Remember when Alan Greenspan, former chair of the Federal Reserve, talked about the irrational exuberance in the stock market? You might not, because the quote is from a speech he gave all the way back in 1996! I see some of the same enthusiasm in the pricing of some houses on the market in our dear corner of Northeast Los Angeles. But the exuberance Greenspan referred to had to do with actual business being transacted. In today’s real estate market, I’m seeing irrational exuberance in some list prices, not in actual closed sales.

I’m dedicated to attaining a fair market price for our real estate.
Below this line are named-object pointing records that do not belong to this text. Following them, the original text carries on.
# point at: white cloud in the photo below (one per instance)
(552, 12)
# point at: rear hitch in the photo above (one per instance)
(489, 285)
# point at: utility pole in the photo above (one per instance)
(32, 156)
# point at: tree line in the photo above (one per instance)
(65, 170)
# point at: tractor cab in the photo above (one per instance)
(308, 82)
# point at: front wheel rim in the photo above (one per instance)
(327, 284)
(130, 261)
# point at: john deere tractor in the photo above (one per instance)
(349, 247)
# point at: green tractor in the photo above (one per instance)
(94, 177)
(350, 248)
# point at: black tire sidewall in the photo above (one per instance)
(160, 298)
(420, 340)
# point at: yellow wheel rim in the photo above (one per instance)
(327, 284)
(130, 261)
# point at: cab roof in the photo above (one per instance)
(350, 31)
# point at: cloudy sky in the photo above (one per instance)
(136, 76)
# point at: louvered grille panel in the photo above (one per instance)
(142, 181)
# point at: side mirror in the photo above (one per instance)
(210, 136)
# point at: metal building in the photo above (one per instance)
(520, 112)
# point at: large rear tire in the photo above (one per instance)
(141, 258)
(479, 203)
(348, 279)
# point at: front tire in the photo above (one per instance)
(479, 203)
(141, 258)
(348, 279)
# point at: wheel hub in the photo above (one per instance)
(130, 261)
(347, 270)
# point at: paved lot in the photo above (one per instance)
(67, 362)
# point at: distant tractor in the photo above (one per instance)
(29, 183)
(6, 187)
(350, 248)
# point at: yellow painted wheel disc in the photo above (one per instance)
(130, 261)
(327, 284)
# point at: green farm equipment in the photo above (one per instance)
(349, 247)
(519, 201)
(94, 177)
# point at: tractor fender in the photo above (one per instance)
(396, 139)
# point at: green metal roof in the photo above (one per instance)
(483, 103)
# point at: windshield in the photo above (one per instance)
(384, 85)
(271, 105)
But that doesn’t mean that sellers should be listing their homes at overly ambitious prices, because that does nothing to firm up actual sale prices.

Let’s imagine that you are in the market for a home. You are pre-approved for $800,000 and you want a 2 bedroom 1 bath home in Eagle Rock. You look on the computer every day to see if something new has come on. Although you think $800,000 is a lot of money to pay for a small home, it is not easy to find a really good property in the right neighborhood for that price.

One day a property comes on that fits your criteria but it’s listed for $829,000. You wouldn’t even see it on the Internet because your search is limited to properties in the $450,000 to $825,000 range. But let’s say you are out one day and see an open house sign and stop in. Hmm. $829,000? Out of your league, you figure, and you leave.

Another day comes with a new listing for $825,000 that is pretty nice, but not quite big enough. Eh, you let that go because it’s at the top of your range and probably not worth it to you.

Another day you are looking and you see a small but perfect property for $675,000. Wow. You rush to call your agent and hurry over. There are already 5 other prospective buyers there with their agents and the buzz is loud. What’s the plan for multiple offers? How much do we need to offer to be in the running? Can we expect a counter if we offer enough over or are they going to take best and final? Do you think I can get the lender to pre-approve me for $830k? $850k?

Which property do you think might get the highest final sales price?